Thursday, June 04, 2009

Coming Up Live: Spacewalk On Tap At Station

A Russian cosmonaut and an American astronaut will venture outside the International Space Station early Friday, aiming to equip the outpost for the arrival later this year of a new Russian module.

Station commander Gennady Padalka and flight engineer Michael Barratt are slated to exit the Russian Pirs airlock at 2:45 a.m. for an excursion expected to last 5.5 hours.

The job at hand: Rigging up docking system antennas that will be used to automatically berth the Russian Mini Research Module 2 after it is launched to the station in November.

The 8,800-pound module is nearly identical to the station's keg-shaped Pirs -- or "peer" -- docking compartment, which doubles as an airlock.

The Mini Research Module will be berthed to a zenith port at the forward end of the Russian Zvezda Service Module.

You can watch the action live here in The Flame Trench starting at 2:15 a.m. Friday. Simply click the NASA TV box on the righthand side of this page to launch our NASA TV viewer, and be sure to refresh this page for periodic updates.

The 5.5-hour outing is slated to begin at 2:45 a.m. Click here to see the Detailed Timeline for the spacewalk.

Padalka, the lead spacewalker, will be answering to the radio call sign EV-1 and wearing a Russian Orlan MK spacesuit with red stripes. Barratt will be EV-2 and wear an Orlan MK with blue stripes.

Orlan means "Sea Eagle" in Russian. The Orlan MK is a new version making its debut. It is equipped with a new electronic control display panel designed to give spacewalkers more insight into the health of spacesuit systems.

Padalka and Barratt plan to pick up two antenna packs and then put them in place on the outside of the hull of the forward end of the Russian Zvezda -- or "Star" -- Service module.

The antennas will enable the Mini Research Module to guide itself in to its Service Module docking port. Like Pirs, it will serve as a berthing port for Soyuz crew transport ships and robotic Progress cargo carriers.

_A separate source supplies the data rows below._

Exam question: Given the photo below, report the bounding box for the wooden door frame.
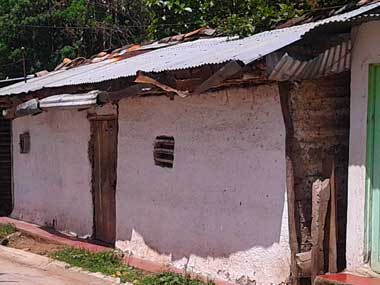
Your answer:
[87,114,119,246]
[365,64,380,272]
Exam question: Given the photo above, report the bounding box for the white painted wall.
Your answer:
[346,21,380,271]
[12,110,93,235]
[116,86,290,284]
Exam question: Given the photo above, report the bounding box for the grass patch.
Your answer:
[0,224,16,239]
[51,248,214,285]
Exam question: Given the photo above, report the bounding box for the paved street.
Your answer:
[0,247,115,285]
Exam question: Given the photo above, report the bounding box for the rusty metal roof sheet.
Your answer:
[0,2,380,96]
[269,41,351,81]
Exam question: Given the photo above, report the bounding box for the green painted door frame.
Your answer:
[366,64,380,273]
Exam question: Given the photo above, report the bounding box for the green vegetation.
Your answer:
[0,0,357,78]
[0,224,16,239]
[51,248,213,285]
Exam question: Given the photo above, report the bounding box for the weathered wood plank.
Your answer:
[311,179,330,282]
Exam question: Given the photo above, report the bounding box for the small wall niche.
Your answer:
[153,136,175,168]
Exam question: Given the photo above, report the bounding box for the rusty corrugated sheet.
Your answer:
[269,41,351,81]
[0,2,380,96]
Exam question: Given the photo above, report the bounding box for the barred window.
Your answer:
[20,132,30,153]
[153,136,174,168]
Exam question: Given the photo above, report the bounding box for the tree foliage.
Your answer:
[0,0,356,78]
[0,0,149,77]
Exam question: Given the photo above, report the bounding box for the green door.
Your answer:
[366,65,380,273]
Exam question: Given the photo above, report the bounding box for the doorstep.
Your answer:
[0,217,110,252]
[314,273,380,285]
[0,217,235,285]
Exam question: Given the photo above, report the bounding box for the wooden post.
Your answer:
[329,160,338,273]
[311,179,330,283]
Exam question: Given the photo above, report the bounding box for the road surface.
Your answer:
[0,246,116,285]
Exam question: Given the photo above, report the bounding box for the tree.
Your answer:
[0,0,356,78]
[0,0,149,77]
[145,0,354,38]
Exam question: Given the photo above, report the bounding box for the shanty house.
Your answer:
[0,2,380,284]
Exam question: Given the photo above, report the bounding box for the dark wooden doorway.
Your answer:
[0,115,13,216]
[91,116,118,244]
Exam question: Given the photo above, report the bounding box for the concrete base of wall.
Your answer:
[314,273,380,285]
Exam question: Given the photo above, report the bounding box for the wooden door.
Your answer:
[0,115,13,216]
[366,65,380,273]
[91,117,117,244]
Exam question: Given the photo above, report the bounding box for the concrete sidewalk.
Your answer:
[0,246,118,285]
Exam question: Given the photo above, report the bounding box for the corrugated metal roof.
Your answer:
[269,41,351,81]
[38,91,99,110]
[0,2,380,96]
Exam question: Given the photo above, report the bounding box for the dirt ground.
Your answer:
[7,232,66,256]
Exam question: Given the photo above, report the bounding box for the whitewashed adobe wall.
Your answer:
[116,85,290,284]
[346,21,380,271]
[12,110,93,235]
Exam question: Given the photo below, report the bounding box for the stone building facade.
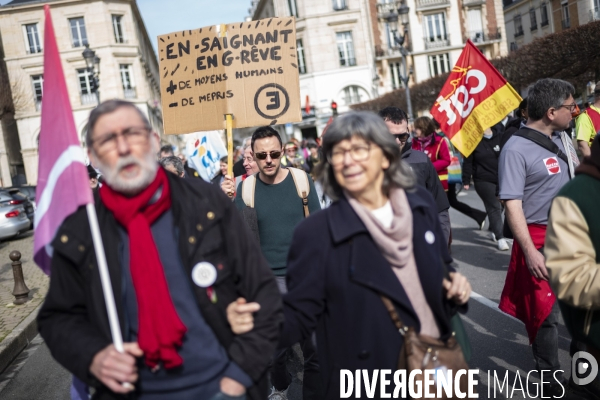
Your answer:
[0,0,164,186]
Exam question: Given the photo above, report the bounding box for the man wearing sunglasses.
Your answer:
[379,107,450,243]
[235,126,323,400]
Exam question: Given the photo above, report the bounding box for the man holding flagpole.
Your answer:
[35,6,282,400]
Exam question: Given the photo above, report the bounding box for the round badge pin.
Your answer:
[192,261,217,287]
[425,231,435,244]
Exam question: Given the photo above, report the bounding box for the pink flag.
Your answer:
[33,4,94,274]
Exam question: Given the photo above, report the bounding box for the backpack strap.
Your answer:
[288,167,310,218]
[242,175,256,208]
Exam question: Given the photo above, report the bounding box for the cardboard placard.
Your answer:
[158,17,302,135]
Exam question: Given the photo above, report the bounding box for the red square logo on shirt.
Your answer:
[544,157,560,175]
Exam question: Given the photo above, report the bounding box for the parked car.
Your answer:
[0,190,31,239]
[4,185,37,208]
[0,188,35,228]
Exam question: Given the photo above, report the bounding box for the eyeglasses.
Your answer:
[558,103,577,113]
[394,133,410,142]
[254,150,281,160]
[327,144,371,166]
[92,126,152,153]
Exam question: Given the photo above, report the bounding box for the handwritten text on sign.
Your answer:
[158,18,302,134]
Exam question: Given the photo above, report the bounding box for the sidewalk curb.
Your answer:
[0,304,42,373]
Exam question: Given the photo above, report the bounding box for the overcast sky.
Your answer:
[137,0,250,49]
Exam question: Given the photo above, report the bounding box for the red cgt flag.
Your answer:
[430,40,522,157]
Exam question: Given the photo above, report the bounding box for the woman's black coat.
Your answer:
[280,187,462,399]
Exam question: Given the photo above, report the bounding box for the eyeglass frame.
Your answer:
[91,126,152,154]
[254,150,283,161]
[327,142,371,166]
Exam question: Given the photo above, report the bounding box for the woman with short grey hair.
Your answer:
[280,112,471,399]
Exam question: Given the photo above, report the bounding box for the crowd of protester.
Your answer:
[38,79,600,400]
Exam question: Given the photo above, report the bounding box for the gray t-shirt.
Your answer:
[498,127,569,225]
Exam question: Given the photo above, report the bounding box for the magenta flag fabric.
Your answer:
[33,4,93,274]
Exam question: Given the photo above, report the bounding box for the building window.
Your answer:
[69,17,88,47]
[77,68,98,105]
[424,13,448,43]
[333,0,347,11]
[514,15,523,37]
[296,39,306,74]
[288,0,298,18]
[344,85,365,106]
[467,8,484,43]
[23,24,42,54]
[119,64,137,99]
[561,3,571,29]
[390,63,404,90]
[540,3,548,26]
[112,15,125,43]
[529,8,537,31]
[31,75,44,111]
[336,32,356,67]
[429,53,450,78]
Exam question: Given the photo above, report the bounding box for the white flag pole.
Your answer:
[85,204,124,353]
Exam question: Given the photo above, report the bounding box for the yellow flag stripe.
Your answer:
[450,83,522,157]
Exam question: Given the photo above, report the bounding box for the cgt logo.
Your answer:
[571,351,598,386]
[544,157,560,175]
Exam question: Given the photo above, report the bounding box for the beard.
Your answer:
[95,152,158,196]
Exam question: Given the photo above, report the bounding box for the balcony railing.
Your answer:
[417,0,450,9]
[81,93,98,106]
[377,0,402,18]
[123,88,137,99]
[515,26,525,37]
[423,37,450,50]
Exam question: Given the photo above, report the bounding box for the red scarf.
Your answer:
[100,168,187,368]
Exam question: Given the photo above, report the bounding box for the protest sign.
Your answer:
[158,17,302,134]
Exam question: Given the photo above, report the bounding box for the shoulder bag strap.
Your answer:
[379,294,408,336]
[514,129,569,165]
[242,175,256,208]
[288,168,310,218]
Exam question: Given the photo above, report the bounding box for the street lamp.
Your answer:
[385,3,413,123]
[81,44,100,104]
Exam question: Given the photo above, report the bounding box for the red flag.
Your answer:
[33,4,93,273]
[430,40,522,157]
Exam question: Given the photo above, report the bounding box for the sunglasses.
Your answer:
[254,151,281,160]
[394,133,410,142]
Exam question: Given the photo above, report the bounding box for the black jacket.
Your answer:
[402,142,450,212]
[462,126,503,185]
[38,173,282,399]
[280,186,464,399]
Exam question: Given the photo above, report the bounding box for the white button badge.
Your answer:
[425,231,435,244]
[192,261,217,287]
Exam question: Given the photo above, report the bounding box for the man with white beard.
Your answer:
[38,100,282,400]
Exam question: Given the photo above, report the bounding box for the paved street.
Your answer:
[0,189,571,400]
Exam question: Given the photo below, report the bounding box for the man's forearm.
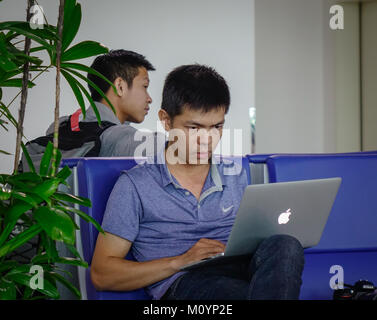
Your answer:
[91,257,179,291]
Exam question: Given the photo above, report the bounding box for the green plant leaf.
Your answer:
[30,177,60,201]
[34,207,75,244]
[0,150,12,156]
[7,273,60,299]
[0,23,53,51]
[49,272,81,299]
[1,78,35,88]
[56,257,88,268]
[7,172,43,183]
[60,69,86,118]
[21,142,36,173]
[61,62,117,93]
[52,192,92,207]
[39,141,54,176]
[64,66,117,114]
[0,260,18,273]
[0,225,42,258]
[62,40,109,61]
[62,0,81,52]
[0,278,17,300]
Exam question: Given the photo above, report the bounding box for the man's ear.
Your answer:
[158,109,173,132]
[114,77,128,97]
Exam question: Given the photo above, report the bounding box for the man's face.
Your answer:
[163,107,225,164]
[120,67,152,123]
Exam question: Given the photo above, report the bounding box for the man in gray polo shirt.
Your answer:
[91,65,304,300]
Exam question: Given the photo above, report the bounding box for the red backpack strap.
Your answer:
[71,109,81,131]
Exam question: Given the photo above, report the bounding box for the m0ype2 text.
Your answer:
[143,304,233,318]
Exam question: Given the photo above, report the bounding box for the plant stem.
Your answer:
[51,0,65,176]
[13,0,34,173]
[6,64,52,109]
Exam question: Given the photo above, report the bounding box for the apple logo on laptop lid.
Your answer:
[278,208,292,224]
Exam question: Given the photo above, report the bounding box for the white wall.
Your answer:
[361,1,377,150]
[0,0,254,172]
[255,0,328,153]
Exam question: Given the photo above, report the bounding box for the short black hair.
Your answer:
[161,64,230,119]
[88,49,155,101]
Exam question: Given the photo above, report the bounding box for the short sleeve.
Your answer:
[102,173,142,242]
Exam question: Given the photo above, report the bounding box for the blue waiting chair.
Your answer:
[266,153,377,299]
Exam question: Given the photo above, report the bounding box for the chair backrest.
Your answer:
[266,153,377,251]
[77,158,142,263]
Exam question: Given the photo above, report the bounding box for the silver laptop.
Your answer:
[181,178,342,271]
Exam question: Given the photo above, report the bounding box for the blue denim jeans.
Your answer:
[162,235,304,300]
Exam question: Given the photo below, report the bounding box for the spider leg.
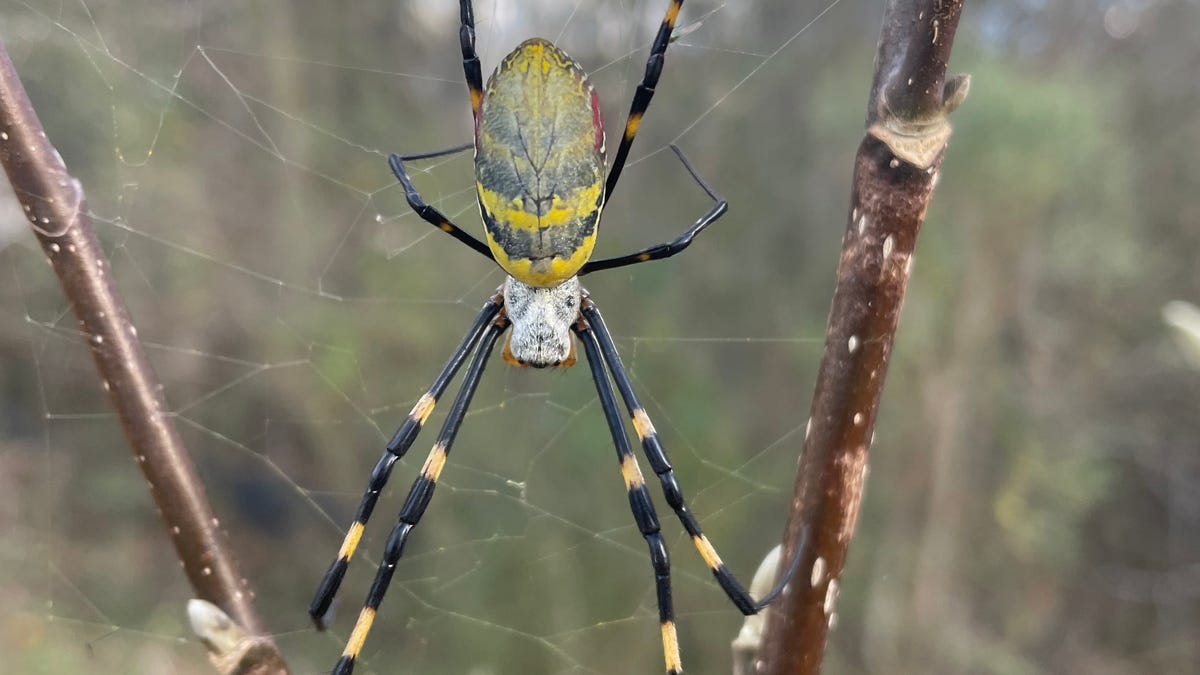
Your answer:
[308,293,504,629]
[458,0,484,120]
[388,152,496,261]
[572,321,683,675]
[580,144,730,276]
[334,316,509,675]
[604,0,683,202]
[580,298,805,616]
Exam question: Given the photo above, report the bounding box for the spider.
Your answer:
[308,0,800,675]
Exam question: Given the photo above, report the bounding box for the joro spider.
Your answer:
[308,0,802,675]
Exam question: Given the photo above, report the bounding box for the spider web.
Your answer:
[0,0,877,674]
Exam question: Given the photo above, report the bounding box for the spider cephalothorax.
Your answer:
[503,276,582,368]
[308,0,802,675]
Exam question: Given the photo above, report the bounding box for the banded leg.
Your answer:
[580,144,730,276]
[574,321,683,675]
[388,150,496,261]
[334,317,509,675]
[604,0,683,203]
[581,298,804,616]
[458,0,484,120]
[308,293,504,629]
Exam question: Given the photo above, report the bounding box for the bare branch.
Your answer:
[758,0,968,675]
[0,44,286,673]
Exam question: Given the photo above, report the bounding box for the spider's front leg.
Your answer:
[572,317,683,675]
[580,297,806,616]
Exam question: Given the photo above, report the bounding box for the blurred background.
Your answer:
[0,0,1200,675]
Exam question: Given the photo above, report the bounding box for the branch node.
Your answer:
[866,74,971,169]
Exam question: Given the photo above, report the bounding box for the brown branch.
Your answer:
[758,0,968,675]
[0,44,286,673]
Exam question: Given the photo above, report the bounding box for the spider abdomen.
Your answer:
[475,38,605,287]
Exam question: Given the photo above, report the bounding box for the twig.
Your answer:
[0,44,286,673]
[758,0,968,675]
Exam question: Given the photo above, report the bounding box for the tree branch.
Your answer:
[758,0,968,675]
[0,44,287,673]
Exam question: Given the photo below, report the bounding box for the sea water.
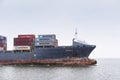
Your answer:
[0,59,120,80]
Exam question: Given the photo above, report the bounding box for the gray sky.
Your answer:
[0,0,120,58]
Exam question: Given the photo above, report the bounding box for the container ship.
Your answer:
[0,34,96,64]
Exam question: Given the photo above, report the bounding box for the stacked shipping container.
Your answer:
[35,34,58,47]
[0,35,7,51]
[14,34,35,51]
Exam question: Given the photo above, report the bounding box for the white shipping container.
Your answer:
[14,46,31,50]
[0,47,4,51]
[38,34,56,39]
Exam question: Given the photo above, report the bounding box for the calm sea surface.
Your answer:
[0,59,120,80]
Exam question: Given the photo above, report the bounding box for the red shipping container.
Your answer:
[18,34,35,39]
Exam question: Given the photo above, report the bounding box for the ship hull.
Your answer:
[0,46,95,60]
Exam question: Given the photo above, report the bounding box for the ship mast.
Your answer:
[75,28,77,39]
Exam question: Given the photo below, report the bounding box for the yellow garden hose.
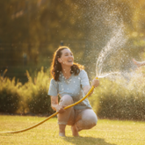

Padalka and Barratt also will be stringing electrical cables that connect the antennas with the Ukrainian-built KURS automatic docking system control station inside the station.

Toward the end of the excursion, Barratt, with a camera in hand, will anchor himself to the end of the telescoping Strela boom outside the Pirs module to document the position and condition of the antennas and cabling.

The two spacewalkers will return to the Pirs airlock after Russian Mission Control outside Moscow verifies to antennas are working properly.

The spacewalk will be the first performed since the size of the station crew was expanded to six. The four resident crew members will be separated to make certain all could board a three-person Soyuz lifeboat in an emergency.

Newly arrived Russian cosmonaut Roman Romanenko, European astronaut Frank De Winne and Canadian Robert Thirsk all will remain on the U.S. Destiny laboratory, where they could quickly move into a Soyuz docked at an Earth-facing port on the station's Russian Zarya -- or "Dawn" module.

Launched in November 1998, Zarya was the first segment of the station and provided a foundation for the U.S. Unity Module to link to in December 1998.

Japanese astronaut Koichi Wakata, crewmates with Padalka and Barratt since his launch on shuttle Discovery in late March, will remain in the Russian Service Module. A Soyuz lifeboat is parked at its aft end.

The spacewalk will be the first of two that will be staged at the station over the next week. Padalka and Barratt will do an internal spacewalk at the forward end of the Service Module next Wednesday. Working in vacuum, they plan to install a docking cone that will enable the Mini Research Module to dock at the zenith port of Service Module.

The spacewalk early Friday will be the seventh for Padalka and the first for Barratt. It will be the 124th since Zarya and Unity were linked in low Earth orbit in 1998. Station construction workers from the U.S., Russia, Japan, Canada, Germany, France and Sweden so far have logged 775 hours and 14 minutes of spacewalking assembly and maintenance work at the outpost.